官報とは政府が発行する刊行物です。破産をすると、官報には破産をした人の住所・氏名が掲載されます。これは破産法上義務づけられていますので、官報に載ることを避けることはできません。任意整理等の方法の場合には官報には掲載されません。

官報を見ている人はいるのでしょうか。

この官報ですが、通常の人が見ることはほとんどありません。おそらく、日本国民のほとんどの人が官報という雑誌を見たことがないと思います。そのため、破産すると官報に記載されるとしても、実際上のデメリットはほとんどありません。

ただし、いわゆる「ヤミ金融」の業者などはこの官報の資料を基にして破産をした人にダイレクトメールを送付してくることがありますのでご注意ください。

官報に載ることを気にして破産手続きを躊躇することはやめましょう。

官報に破産の際に住所・氏名が掲載されるからと言って、そのことを理由として破産手続きを取りやめる必要はありません。
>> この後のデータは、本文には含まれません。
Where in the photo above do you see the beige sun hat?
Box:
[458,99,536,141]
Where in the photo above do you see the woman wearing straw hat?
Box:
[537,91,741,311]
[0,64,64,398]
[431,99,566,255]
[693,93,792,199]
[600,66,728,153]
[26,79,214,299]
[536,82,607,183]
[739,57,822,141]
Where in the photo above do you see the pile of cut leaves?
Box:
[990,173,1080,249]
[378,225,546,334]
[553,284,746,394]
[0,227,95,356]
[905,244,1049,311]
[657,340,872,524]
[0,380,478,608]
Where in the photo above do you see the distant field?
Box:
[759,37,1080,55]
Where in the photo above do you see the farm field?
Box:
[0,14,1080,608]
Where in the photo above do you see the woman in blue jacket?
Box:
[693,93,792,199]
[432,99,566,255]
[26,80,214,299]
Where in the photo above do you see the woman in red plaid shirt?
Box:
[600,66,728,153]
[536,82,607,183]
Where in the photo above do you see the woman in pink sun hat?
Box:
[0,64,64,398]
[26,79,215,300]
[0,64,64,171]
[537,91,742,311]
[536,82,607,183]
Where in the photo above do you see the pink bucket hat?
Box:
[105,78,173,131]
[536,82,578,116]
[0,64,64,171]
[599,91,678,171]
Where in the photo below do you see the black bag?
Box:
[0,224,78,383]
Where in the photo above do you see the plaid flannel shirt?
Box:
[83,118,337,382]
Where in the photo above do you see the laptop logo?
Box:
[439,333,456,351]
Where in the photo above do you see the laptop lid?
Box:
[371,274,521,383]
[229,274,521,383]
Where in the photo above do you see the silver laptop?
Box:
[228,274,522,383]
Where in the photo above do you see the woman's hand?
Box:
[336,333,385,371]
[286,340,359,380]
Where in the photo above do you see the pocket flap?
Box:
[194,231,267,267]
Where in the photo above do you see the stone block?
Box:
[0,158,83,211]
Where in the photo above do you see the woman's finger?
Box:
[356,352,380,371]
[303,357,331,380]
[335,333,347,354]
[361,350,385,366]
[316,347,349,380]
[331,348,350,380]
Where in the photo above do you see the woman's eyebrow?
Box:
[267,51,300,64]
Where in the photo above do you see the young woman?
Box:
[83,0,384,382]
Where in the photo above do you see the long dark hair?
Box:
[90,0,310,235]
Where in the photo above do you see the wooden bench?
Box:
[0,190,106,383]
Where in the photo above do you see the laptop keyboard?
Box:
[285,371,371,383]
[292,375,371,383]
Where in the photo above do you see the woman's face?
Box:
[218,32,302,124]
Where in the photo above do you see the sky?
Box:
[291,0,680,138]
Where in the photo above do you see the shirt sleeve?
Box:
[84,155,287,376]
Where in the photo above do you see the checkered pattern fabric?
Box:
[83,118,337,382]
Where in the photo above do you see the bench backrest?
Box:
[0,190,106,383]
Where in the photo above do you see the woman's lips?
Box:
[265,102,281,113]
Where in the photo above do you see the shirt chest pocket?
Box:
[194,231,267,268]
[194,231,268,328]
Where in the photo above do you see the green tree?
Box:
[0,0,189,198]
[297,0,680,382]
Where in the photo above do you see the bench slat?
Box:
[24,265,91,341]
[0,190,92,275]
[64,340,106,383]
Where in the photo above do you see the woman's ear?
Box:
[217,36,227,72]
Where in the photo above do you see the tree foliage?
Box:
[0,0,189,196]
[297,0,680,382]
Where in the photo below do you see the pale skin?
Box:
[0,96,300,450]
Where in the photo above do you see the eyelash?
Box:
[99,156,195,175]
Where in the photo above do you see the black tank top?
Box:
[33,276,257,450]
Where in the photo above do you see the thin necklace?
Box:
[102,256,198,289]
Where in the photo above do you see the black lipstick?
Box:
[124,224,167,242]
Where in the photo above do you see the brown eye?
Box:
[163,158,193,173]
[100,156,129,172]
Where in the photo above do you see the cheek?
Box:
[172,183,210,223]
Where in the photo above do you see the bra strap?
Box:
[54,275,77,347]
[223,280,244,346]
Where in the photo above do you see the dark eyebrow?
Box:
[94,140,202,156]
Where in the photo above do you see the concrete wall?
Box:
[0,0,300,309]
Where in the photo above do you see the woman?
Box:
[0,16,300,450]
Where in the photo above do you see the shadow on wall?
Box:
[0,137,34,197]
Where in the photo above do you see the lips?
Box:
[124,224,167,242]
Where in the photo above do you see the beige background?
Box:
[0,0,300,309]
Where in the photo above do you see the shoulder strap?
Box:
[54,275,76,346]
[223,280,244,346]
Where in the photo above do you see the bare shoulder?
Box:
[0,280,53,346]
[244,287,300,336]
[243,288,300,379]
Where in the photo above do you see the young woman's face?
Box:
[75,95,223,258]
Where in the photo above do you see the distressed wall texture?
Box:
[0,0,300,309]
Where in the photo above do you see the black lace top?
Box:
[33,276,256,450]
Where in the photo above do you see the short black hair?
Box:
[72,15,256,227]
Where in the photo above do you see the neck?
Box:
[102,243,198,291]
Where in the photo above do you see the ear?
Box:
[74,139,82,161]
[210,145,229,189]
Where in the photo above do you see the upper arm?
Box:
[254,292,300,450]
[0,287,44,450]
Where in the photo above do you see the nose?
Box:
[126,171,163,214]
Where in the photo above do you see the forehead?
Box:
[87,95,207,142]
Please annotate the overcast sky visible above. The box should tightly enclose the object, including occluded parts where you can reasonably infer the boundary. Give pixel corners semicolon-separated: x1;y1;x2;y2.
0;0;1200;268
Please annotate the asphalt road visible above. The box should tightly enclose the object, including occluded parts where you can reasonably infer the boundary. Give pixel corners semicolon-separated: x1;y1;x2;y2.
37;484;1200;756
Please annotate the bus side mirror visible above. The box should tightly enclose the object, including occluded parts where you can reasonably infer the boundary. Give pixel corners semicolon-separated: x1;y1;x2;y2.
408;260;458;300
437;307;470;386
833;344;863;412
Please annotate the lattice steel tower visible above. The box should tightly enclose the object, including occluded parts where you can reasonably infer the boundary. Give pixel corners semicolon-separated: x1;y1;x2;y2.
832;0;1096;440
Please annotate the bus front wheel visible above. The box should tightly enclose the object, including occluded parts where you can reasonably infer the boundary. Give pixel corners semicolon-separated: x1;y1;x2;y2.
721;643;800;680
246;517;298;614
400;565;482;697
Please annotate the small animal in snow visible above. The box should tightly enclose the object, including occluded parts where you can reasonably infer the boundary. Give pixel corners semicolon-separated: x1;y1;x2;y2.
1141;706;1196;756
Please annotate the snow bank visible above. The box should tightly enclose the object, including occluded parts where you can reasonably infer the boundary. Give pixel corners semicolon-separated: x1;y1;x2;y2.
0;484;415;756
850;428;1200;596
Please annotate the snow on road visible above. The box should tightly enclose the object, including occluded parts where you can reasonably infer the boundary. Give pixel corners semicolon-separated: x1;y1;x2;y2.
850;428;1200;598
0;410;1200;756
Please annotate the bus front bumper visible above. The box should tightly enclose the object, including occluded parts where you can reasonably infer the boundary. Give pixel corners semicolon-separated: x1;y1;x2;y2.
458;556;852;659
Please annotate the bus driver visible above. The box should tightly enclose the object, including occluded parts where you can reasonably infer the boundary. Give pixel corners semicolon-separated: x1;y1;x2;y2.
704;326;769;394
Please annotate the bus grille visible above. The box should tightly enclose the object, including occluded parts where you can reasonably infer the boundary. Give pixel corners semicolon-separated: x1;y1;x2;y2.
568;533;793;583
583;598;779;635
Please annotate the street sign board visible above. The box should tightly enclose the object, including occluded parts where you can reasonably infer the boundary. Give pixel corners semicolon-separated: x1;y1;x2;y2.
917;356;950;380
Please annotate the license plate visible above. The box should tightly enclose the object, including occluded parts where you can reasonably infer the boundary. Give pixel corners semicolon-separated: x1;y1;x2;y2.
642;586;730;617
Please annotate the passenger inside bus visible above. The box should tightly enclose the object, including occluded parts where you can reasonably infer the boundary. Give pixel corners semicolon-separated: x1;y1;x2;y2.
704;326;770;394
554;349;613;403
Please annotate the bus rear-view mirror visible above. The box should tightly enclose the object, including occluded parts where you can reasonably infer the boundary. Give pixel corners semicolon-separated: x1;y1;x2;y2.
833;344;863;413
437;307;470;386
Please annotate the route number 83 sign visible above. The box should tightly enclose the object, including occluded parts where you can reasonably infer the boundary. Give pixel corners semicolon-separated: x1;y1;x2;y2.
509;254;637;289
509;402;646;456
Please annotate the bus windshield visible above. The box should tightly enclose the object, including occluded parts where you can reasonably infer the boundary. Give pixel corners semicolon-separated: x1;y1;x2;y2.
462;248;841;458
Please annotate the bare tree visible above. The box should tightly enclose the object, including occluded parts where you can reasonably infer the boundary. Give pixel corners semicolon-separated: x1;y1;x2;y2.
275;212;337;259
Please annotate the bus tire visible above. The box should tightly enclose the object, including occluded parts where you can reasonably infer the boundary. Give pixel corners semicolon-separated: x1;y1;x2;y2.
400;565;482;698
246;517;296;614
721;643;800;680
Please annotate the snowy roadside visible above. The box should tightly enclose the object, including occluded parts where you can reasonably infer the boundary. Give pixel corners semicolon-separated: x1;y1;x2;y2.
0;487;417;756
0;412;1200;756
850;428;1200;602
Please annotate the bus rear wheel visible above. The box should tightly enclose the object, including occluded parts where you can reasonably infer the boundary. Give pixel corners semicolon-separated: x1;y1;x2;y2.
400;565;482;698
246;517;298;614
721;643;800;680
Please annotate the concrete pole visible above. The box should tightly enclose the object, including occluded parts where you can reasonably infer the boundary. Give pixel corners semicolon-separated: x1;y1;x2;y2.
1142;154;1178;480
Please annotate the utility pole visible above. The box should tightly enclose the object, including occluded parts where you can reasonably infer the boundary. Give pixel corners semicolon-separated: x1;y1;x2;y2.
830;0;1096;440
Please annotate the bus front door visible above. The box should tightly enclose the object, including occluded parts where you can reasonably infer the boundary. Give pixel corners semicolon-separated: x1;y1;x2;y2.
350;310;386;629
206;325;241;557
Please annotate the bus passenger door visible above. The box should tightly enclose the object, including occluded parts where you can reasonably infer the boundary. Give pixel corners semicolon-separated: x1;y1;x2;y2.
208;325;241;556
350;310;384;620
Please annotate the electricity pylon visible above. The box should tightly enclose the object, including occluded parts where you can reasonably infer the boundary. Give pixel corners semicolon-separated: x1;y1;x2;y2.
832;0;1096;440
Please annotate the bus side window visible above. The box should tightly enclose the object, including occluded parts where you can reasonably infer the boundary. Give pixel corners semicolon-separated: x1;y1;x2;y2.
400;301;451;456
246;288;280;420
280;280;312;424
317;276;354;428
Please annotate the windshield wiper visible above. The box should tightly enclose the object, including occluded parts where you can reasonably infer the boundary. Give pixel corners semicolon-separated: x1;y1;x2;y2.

きちんと借金を清算して、新しい生活をスタートすることこそが重要であると考えます。

インターネットと官報について(破産の場合)

最近では、インターネットで最新の官報を見ることができるようになっています。そのため、インターネットで自分の名前を検索すると官報の情報が一時的に出てしまうこともあります。また、民間が経営している官報の情報を記載しているサイトもありますので、官報を誰もみないといっても、実際の問題が発生することもあります。任意整理(弁護士が業者と個別に交渉する方法)の場合には、官報への掲載はされませんので、どうしても官報への掲載に支障があるという場合には、官報への掲載がされてしまう自己破産以外の方法がいいこともあります。


ここでは、破産を選択した場合に名前が載る官報について解説しました。